Google uses Groundsource to expand urban flash-flood forecasting with 2.6 million events
Original: Groundsource: using AI to help communities better predict natural disasters View original →
Google on Mar 12, 2026 introduced Groundsource, a new Gemini-powered methodology designed to close one of the hardest data gaps in disaster forecasting: the lack of historical records for urban flash floods. Google says the system analyzes decades of public reports and uses Google Maps to turn scattered accounts into a structured geographic record that can train forecasting models.
According to the company, Groundsource identified more than 2.6 million historical flood events spanning over 150 countries. Google then used Maps to determine geographic boundaries for each event and built a dataset focused on urban flash floods. Using that dataset, Google says it trained a new model that can make progress toward forecasting urban flash floods up to 24 hours in advance.
Key points
- Groundsource uses Gemini and Google Maps to build historical disaster datasets from public reports.
- Google says it identified more than 2.6 million flood events across over 150 countries.
- The resulting model aims to forecast urban flash floods up to 24 hours in advance.
- Google says the approach could also be adapted to hazards such as landslides or heat waves.
That forecast is now being surfaced in Google Flood Hub alongside the company existing riverine flood forecasts. Google says the riverine system covers 2 billion people in more than 150 countries for the most significant river flooding events, and that the urban flash-flood extension broadens the usefulness of the platform for communities that previously lacked detailed historical data. In other words, the advance is not only a research result; it is also a distribution update into an existing public-facing resilience product.

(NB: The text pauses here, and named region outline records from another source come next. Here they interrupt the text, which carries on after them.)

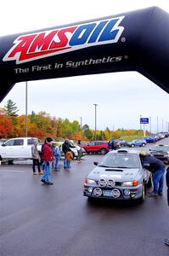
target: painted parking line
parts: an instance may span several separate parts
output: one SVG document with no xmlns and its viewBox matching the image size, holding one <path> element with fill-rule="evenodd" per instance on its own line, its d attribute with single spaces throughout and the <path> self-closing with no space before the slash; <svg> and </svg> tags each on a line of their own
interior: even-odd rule
<svg viewBox="0 0 169 256">
<path fill-rule="evenodd" d="M 0 172 L 27 172 L 26 171 L 14 171 L 14 170 L 3 170 L 1 169 Z"/>
</svg>

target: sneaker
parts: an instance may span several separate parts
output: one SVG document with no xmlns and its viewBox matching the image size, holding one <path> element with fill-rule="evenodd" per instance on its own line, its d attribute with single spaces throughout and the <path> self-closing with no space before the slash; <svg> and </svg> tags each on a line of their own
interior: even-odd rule
<svg viewBox="0 0 169 256">
<path fill-rule="evenodd" d="M 155 194 L 155 193 L 154 193 L 154 192 L 149 192 L 149 196 L 151 196 L 151 197 L 153 197 L 153 196 L 158 196 L 158 195 Z"/>
<path fill-rule="evenodd" d="M 54 185 L 54 183 L 47 182 L 46 184 L 47 184 L 47 185 Z"/>
<path fill-rule="evenodd" d="M 162 192 L 158 193 L 159 195 L 163 195 Z"/>
</svg>

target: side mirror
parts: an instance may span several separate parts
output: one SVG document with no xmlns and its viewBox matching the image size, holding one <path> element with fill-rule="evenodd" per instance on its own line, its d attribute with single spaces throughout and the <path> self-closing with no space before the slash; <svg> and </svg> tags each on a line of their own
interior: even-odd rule
<svg viewBox="0 0 169 256">
<path fill-rule="evenodd" d="M 93 162 L 94 166 L 98 166 L 99 162 Z"/>
</svg>

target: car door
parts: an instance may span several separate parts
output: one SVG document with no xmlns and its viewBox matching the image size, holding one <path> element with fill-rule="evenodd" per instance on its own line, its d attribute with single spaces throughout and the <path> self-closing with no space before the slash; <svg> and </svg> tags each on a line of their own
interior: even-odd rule
<svg viewBox="0 0 169 256">
<path fill-rule="evenodd" d="M 25 155 L 24 139 L 10 139 L 4 143 L 3 157 L 4 158 L 22 158 Z"/>
</svg>

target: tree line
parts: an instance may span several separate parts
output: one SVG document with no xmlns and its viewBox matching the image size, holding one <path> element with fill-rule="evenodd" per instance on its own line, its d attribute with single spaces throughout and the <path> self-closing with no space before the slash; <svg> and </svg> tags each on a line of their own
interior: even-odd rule
<svg viewBox="0 0 169 256">
<path fill-rule="evenodd" d="M 0 137 L 10 138 L 25 137 L 25 115 L 19 115 L 19 109 L 12 100 L 8 100 L 4 108 L 0 108 Z M 52 117 L 45 111 L 36 113 L 31 111 L 27 116 L 27 135 L 43 140 L 47 137 L 54 139 L 69 138 L 75 141 L 90 141 L 95 139 L 95 131 L 87 124 L 81 127 L 77 120 L 70 122 L 68 119 Z M 110 131 L 97 130 L 97 140 L 111 140 L 126 136 L 142 136 L 143 131 L 118 129 Z"/>
</svg>

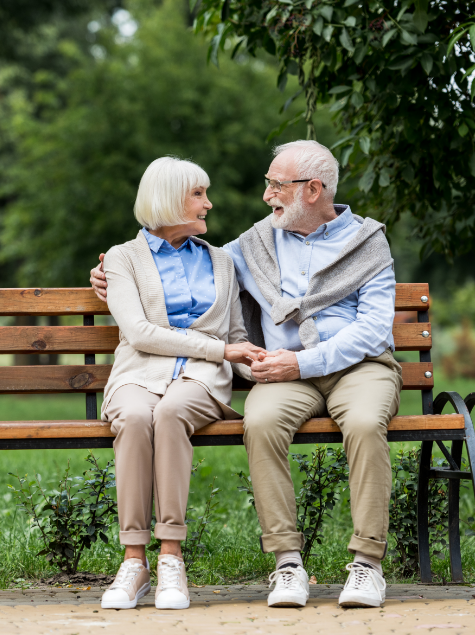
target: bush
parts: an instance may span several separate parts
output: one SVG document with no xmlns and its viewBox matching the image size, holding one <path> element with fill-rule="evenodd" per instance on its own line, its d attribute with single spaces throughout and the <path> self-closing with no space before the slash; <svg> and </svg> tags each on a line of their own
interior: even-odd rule
<svg viewBox="0 0 475 635">
<path fill-rule="evenodd" d="M 41 486 L 38 474 L 28 481 L 27 474 L 23 478 L 10 473 L 19 487 L 8 487 L 44 544 L 37 555 L 46 556 L 68 574 L 76 573 L 84 549 L 90 549 L 98 538 L 109 541 L 106 532 L 111 522 L 117 522 L 117 503 L 108 491 L 115 487 L 114 461 L 101 468 L 91 452 L 86 461 L 91 467 L 75 477 L 70 476 L 68 462 L 58 489 L 50 493 Z"/>
</svg>

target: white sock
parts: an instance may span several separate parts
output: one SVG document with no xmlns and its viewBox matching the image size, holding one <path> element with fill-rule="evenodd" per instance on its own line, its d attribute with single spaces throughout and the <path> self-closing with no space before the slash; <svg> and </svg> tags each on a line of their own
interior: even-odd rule
<svg viewBox="0 0 475 635">
<path fill-rule="evenodd" d="M 379 558 L 373 558 L 373 556 L 367 556 L 365 553 L 357 551 L 353 562 L 364 562 L 365 564 L 369 564 L 373 567 L 373 569 L 376 569 L 379 575 L 383 575 L 383 567 L 381 566 L 381 560 Z"/>
<path fill-rule="evenodd" d="M 275 568 L 281 569 L 288 564 L 296 564 L 303 567 L 302 556 L 300 551 L 276 551 L 275 552 Z"/>
</svg>

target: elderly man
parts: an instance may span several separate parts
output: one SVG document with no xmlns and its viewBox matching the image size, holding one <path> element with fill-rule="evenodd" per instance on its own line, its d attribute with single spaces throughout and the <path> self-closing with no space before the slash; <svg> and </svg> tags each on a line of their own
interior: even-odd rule
<svg viewBox="0 0 475 635">
<path fill-rule="evenodd" d="M 327 148 L 295 141 L 274 155 L 263 197 L 272 214 L 224 247 L 249 339 L 271 351 L 250 371 L 237 369 L 257 382 L 246 400 L 244 443 L 261 546 L 276 557 L 268 604 L 305 606 L 308 598 L 288 452 L 302 423 L 328 412 L 343 434 L 354 525 L 340 604 L 380 606 L 391 495 L 387 426 L 402 387 L 392 355 L 393 261 L 384 225 L 333 203 L 338 163 Z M 105 299 L 100 265 L 91 282 Z"/>
</svg>

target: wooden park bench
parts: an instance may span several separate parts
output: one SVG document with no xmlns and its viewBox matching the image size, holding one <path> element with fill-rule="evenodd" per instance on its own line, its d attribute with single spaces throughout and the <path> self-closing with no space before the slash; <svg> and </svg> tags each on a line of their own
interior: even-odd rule
<svg viewBox="0 0 475 635">
<path fill-rule="evenodd" d="M 419 362 L 402 363 L 403 390 L 420 390 L 422 415 L 394 417 L 388 441 L 422 442 L 418 485 L 419 558 L 422 582 L 432 580 L 429 553 L 429 480 L 449 479 L 449 550 L 452 579 L 463 582 L 459 534 L 459 487 L 461 479 L 472 479 L 475 462 L 475 435 L 469 409 L 475 399 L 464 403 L 455 392 L 432 397 L 434 385 L 430 359 L 432 347 L 427 284 L 398 284 L 396 311 L 417 312 L 417 322 L 394 323 L 397 351 L 419 351 Z M 0 367 L 0 392 L 85 393 L 86 417 L 78 421 L 0 422 L 0 449 L 53 449 L 112 447 L 110 424 L 97 419 L 96 393 L 106 385 L 111 366 L 96 364 L 98 353 L 113 353 L 119 333 L 116 326 L 95 326 L 95 315 L 108 315 L 107 305 L 90 288 L 1 289 L 2 316 L 83 316 L 83 326 L 3 326 L 0 327 L 0 353 L 81 353 L 84 364 Z M 249 390 L 252 384 L 235 377 L 233 389 Z M 471 396 L 473 397 L 473 396 Z M 456 414 L 441 414 L 450 402 Z M 468 406 L 468 407 L 467 407 Z M 237 445 L 243 443 L 243 424 L 218 421 L 192 437 L 195 446 Z M 294 437 L 295 443 L 338 443 L 342 436 L 328 417 L 310 419 Z M 444 442 L 451 441 L 449 450 Z M 434 442 L 443 452 L 449 467 L 431 467 Z M 461 470 L 463 444 L 466 444 L 470 472 Z"/>
</svg>

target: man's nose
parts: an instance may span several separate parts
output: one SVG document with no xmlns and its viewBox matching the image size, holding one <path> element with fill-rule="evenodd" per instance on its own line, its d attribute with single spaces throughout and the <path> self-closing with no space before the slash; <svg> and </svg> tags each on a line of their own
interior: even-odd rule
<svg viewBox="0 0 475 635">
<path fill-rule="evenodd" d="M 274 196 L 275 196 L 275 192 L 273 192 L 270 187 L 266 187 L 262 198 L 267 203 L 268 201 L 271 200 L 271 198 L 274 198 Z"/>
</svg>

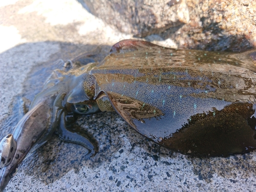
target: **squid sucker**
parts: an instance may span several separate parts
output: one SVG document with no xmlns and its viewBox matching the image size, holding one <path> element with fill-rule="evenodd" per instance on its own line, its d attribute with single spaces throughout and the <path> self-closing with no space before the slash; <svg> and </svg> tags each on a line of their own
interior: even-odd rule
<svg viewBox="0 0 256 192">
<path fill-rule="evenodd" d="M 13 133 L 1 136 L 0 191 L 54 133 L 96 153 L 90 137 L 69 131 L 80 114 L 115 111 L 150 140 L 187 155 L 256 149 L 255 50 L 180 50 L 127 39 L 100 63 L 86 54 L 60 62 Z"/>
</svg>

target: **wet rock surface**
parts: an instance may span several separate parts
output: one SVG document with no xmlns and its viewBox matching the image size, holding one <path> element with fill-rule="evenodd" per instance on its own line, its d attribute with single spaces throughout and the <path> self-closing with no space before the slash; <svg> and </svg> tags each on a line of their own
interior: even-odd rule
<svg viewBox="0 0 256 192">
<path fill-rule="evenodd" d="M 6 42 L 0 45 L 1 137 L 18 120 L 16 96 L 32 99 L 40 91 L 45 73 L 53 69 L 53 62 L 98 46 L 104 54 L 114 43 L 132 37 L 104 24 L 76 1 L 8 2 L 0 4 L 0 38 Z M 159 35 L 150 37 L 165 45 L 174 41 L 164 41 Z M 184 45 L 175 40 L 176 46 Z M 61 141 L 54 135 L 24 161 L 5 191 L 256 189 L 255 152 L 227 158 L 182 155 L 148 141 L 115 113 L 81 116 L 77 123 L 97 140 L 99 152 L 95 156 L 89 157 L 82 147 Z"/>
<path fill-rule="evenodd" d="M 106 23 L 136 36 L 159 35 L 179 48 L 245 50 L 256 46 L 253 0 L 83 0 Z"/>
</svg>

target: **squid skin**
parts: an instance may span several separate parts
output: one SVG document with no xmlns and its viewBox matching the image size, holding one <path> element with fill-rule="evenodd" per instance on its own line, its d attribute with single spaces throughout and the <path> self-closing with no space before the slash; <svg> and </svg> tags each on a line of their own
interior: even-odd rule
<svg viewBox="0 0 256 192">
<path fill-rule="evenodd" d="M 55 70 L 36 96 L 13 133 L 17 149 L 0 170 L 0 191 L 28 152 L 54 132 L 96 153 L 93 138 L 67 129 L 79 114 L 116 111 L 140 134 L 188 155 L 255 149 L 256 50 L 178 50 L 127 39 L 114 45 L 100 63 L 88 55 L 60 62 L 63 69 Z M 72 69 L 75 65 L 82 66 Z"/>
</svg>

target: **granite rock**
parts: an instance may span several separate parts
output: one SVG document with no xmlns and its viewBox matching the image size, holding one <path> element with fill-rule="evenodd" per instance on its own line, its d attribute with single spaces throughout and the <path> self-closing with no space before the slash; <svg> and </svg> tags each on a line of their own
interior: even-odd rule
<svg viewBox="0 0 256 192">
<path fill-rule="evenodd" d="M 256 46 L 254 0 L 83 1 L 121 32 L 146 39 L 157 34 L 181 48 L 240 51 Z"/>
</svg>

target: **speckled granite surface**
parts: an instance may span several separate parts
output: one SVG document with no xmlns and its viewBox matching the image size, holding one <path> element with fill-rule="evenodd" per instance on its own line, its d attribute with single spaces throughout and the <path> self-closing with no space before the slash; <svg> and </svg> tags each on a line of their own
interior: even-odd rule
<svg viewBox="0 0 256 192">
<path fill-rule="evenodd" d="M 132 36 L 104 24 L 75 1 L 13 0 L 0 6 L 1 137 L 18 118 L 11 117 L 15 96 L 30 98 L 39 91 L 44 79 L 35 81 L 37 70 L 99 45 L 105 53 Z M 184 156 L 148 142 L 115 113 L 81 117 L 78 123 L 98 142 L 95 156 L 54 135 L 24 161 L 5 191 L 256 190 L 256 152 L 228 158 Z"/>
</svg>

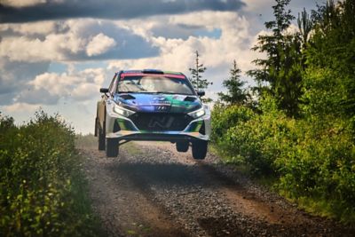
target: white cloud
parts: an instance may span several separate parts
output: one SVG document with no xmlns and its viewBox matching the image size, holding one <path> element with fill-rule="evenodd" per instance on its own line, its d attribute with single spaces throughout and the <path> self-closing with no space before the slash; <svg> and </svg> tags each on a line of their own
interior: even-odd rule
<svg viewBox="0 0 355 237">
<path fill-rule="evenodd" d="M 237 60 L 245 73 L 254 67 L 251 61 L 258 56 L 257 52 L 250 51 L 256 43 L 256 36 L 249 32 L 249 22 L 236 12 L 205 11 L 167 17 L 161 23 L 148 19 L 145 20 L 145 24 L 138 20 L 126 21 L 124 24 L 134 28 L 136 33 L 146 35 L 149 42 L 160 48 L 161 53 L 158 57 L 147 59 L 112 61 L 107 67 L 109 70 L 155 67 L 188 74 L 188 68 L 193 65 L 194 52 L 197 50 L 201 55 L 201 62 L 208 67 L 205 76 L 215 83 L 214 90 L 220 91 L 222 81 L 228 76 L 233 59 Z M 221 35 L 217 38 L 189 36 L 185 40 L 154 36 L 151 32 L 162 25 L 172 29 L 175 26 L 181 25 L 198 29 L 219 29 Z"/>
<path fill-rule="evenodd" d="M 33 114 L 35 111 L 41 107 L 40 104 L 31 105 L 28 103 L 14 103 L 10 106 L 3 107 L 4 111 L 6 113 L 16 113 L 19 111 Z"/>
<path fill-rule="evenodd" d="M 0 34 L 7 34 L 1 38 L 0 57 L 12 61 L 127 59 L 157 52 L 144 38 L 111 20 L 79 19 L 0 26 Z"/>
<path fill-rule="evenodd" d="M 34 104 L 56 104 L 61 99 L 84 101 L 99 93 L 99 89 L 105 80 L 105 70 L 89 68 L 69 73 L 44 73 L 35 77 L 28 84 L 32 91 L 26 91 L 15 99 L 18 102 L 30 101 Z M 37 98 L 42 95 L 43 98 Z"/>
<path fill-rule="evenodd" d="M 95 36 L 86 47 L 86 53 L 89 57 L 106 52 L 116 45 L 116 42 L 104 34 Z"/>
<path fill-rule="evenodd" d="M 46 0 L 3 0 L 2 4 L 14 7 L 32 6 L 38 4 L 45 4 Z"/>
</svg>

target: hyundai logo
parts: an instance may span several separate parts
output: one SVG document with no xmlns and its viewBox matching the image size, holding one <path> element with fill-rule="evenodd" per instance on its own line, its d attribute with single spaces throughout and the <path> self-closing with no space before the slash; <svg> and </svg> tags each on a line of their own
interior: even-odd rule
<svg viewBox="0 0 355 237">
<path fill-rule="evenodd" d="M 174 122 L 174 118 L 171 116 L 163 116 L 163 117 L 152 117 L 149 121 L 148 127 L 149 128 L 161 128 L 161 129 L 168 129 L 171 127 L 172 122 Z"/>
</svg>

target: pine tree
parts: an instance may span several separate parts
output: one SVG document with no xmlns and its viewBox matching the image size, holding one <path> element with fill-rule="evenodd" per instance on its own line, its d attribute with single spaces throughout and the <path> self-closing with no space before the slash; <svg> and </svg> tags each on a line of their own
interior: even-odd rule
<svg viewBox="0 0 355 237">
<path fill-rule="evenodd" d="M 299 36 L 287 34 L 286 30 L 295 19 L 286 7 L 290 0 L 275 0 L 272 6 L 274 20 L 264 23 L 272 35 L 259 36 L 258 44 L 253 50 L 265 53 L 265 59 L 253 62 L 259 67 L 247 74 L 260 85 L 257 90 L 275 97 L 280 108 L 288 115 L 298 113 L 301 96 L 302 54 Z"/>
<path fill-rule="evenodd" d="M 202 74 L 206 71 L 206 67 L 203 64 L 200 64 L 200 54 L 199 51 L 196 51 L 196 59 L 195 59 L 195 66 L 194 67 L 190 67 L 189 70 L 191 72 L 191 83 L 194 89 L 207 89 L 211 83 L 209 83 L 207 79 L 202 78 Z"/>
<path fill-rule="evenodd" d="M 245 82 L 241 81 L 241 70 L 238 67 L 234 60 L 233 67 L 230 70 L 230 77 L 223 82 L 223 85 L 227 89 L 227 93 L 218 93 L 219 99 L 228 104 L 243 105 L 246 104 L 248 98 L 248 93 L 242 89 Z"/>
<path fill-rule="evenodd" d="M 195 59 L 195 67 L 193 68 L 190 67 L 189 70 L 191 72 L 191 83 L 195 90 L 205 90 L 209 87 L 209 85 L 212 84 L 207 79 L 202 77 L 202 74 L 206 71 L 207 67 L 203 66 L 203 64 L 200 63 L 199 60 L 199 51 L 196 51 L 196 59 Z M 201 99 L 203 102 L 208 103 L 211 102 L 212 99 L 210 98 L 203 98 Z"/>
</svg>

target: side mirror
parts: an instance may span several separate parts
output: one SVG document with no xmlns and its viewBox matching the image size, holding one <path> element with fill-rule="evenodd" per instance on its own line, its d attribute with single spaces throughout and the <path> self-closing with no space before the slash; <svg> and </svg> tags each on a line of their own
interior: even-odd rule
<svg viewBox="0 0 355 237">
<path fill-rule="evenodd" d="M 100 88 L 101 93 L 108 93 L 108 88 Z"/>
<path fill-rule="evenodd" d="M 205 91 L 200 90 L 200 89 L 196 90 L 196 92 L 197 92 L 197 95 L 198 95 L 199 97 L 204 96 L 204 95 L 206 94 L 206 93 L 205 93 Z"/>
</svg>

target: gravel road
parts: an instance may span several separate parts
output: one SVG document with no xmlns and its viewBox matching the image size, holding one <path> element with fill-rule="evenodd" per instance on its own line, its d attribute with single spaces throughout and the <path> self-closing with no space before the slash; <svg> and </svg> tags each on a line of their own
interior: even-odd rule
<svg viewBox="0 0 355 237">
<path fill-rule="evenodd" d="M 94 209 L 107 236 L 355 236 L 312 217 L 208 154 L 130 142 L 118 158 L 81 149 Z"/>
</svg>

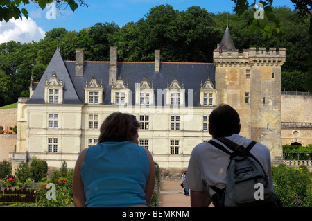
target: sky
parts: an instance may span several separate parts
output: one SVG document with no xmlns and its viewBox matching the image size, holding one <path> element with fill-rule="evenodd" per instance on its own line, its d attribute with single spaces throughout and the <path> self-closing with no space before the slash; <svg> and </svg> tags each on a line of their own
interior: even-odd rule
<svg viewBox="0 0 312 221">
<path fill-rule="evenodd" d="M 234 3 L 231 0 L 85 0 L 89 6 L 79 6 L 74 12 L 69 6 L 64 10 L 53 7 L 42 10 L 33 3 L 24 6 L 28 12 L 28 19 L 11 19 L 0 22 L 0 44 L 8 41 L 22 43 L 38 42 L 45 33 L 53 28 L 65 28 L 67 30 L 79 31 L 98 22 L 114 22 L 119 27 L 128 22 L 136 22 L 144 18 L 151 8 L 169 4 L 175 10 L 186 10 L 198 6 L 213 13 L 229 12 L 233 13 Z M 259 1 L 256 0 L 256 2 Z M 53 5 L 52 5 L 53 6 Z M 286 6 L 294 8 L 291 0 L 274 0 L 274 6 Z M 55 15 L 55 16 L 54 16 Z"/>
</svg>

Google also presents Groundsource as more than a single-use flood project. The company says the method can create a massive open-source benchmark for partners and scientists, and that the same AI-driven approach could potentially be adapted to landslides, heat waves, and other hazards that suffer from incomplete historical records. If that transfer works, the practical value of the work could extend well beyond flood forecasting.
For the AI industry, Groundsource is a notable example of a model being used to manufacture better training data rather than only generate end-user answers. For public agencies and crisis-response organizations, the value proposition is more immediate: better data can improve earlier warnings, especially in dense urban areas where flash floods can escalate quickly and existing records are often fragmented.